Domestic team information
- 1962–1975: Bedfordshire

Career statistics
| Competition | List A |
| Matches | 5 |
| Runs scored | 58 |
| Batting average | 14.50 |
| 100s/50s | 0/0 |
| Top score | 20* |
| Catches/stumpings | 2/– |
- Source: Cricinfo, 10 August 2011

= Norman Cooley =

English cricketer and footballer

Norman Sidney Cooley (16 January 1941 – 9 February 2024) was an English cricketer and footballer. Cooley was a right-handed batsman who fielded as a wicket-keeper. He was born in Meppershall, Bedfordshire.

Cooley made his debut for Bedfordshire against Hertfordshire in the 1962 Minor Counties Championship. He played Minor counties cricket for Bedfordshire from 1962 to 1975, making 59 Minor Counties Championship appearances. In 1964, he scored centuries in both innings of a match against Lincolnshire becoming the first Bedfordshire player to achieve the feat in Minor counties cricket. He made his List A debut against Northamptonshire in the 1972 Gillette Cup. He made four further List A appearances, the last of which came against Lancashire in the 1973 Gillette Cup. In his five List A matches, he scored 58 runs at an average of 14.50, with a high score of 20 not out.
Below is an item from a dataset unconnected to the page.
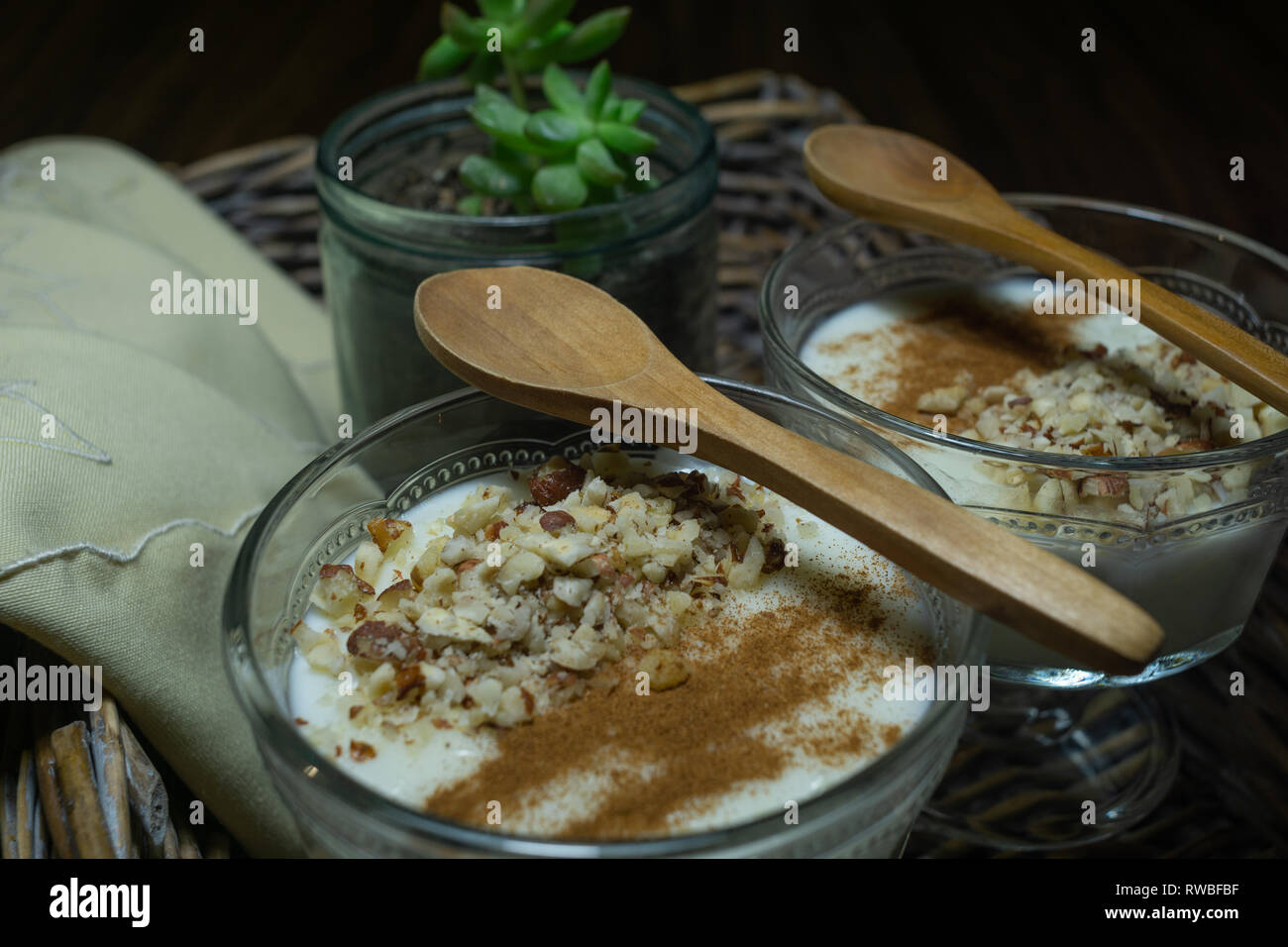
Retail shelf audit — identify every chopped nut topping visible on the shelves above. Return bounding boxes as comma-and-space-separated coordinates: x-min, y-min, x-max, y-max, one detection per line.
293, 451, 786, 728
Cooley had another string to his bow, as one of the few to have successfully combined a cricketing with a footballing career. He played 738 games for Bedford Town F.C. in the Southern League between 1960 and 1977, scoring a career total of 73 goals, and later served as the club's youth coach and groundsman. He also worked as head groundsman at Bedford School between 1975 and 2000. His brother John played rugby union for Northampton, Bedford and East Midlands.

Cooley died on 9 February 2024 at the age of 83.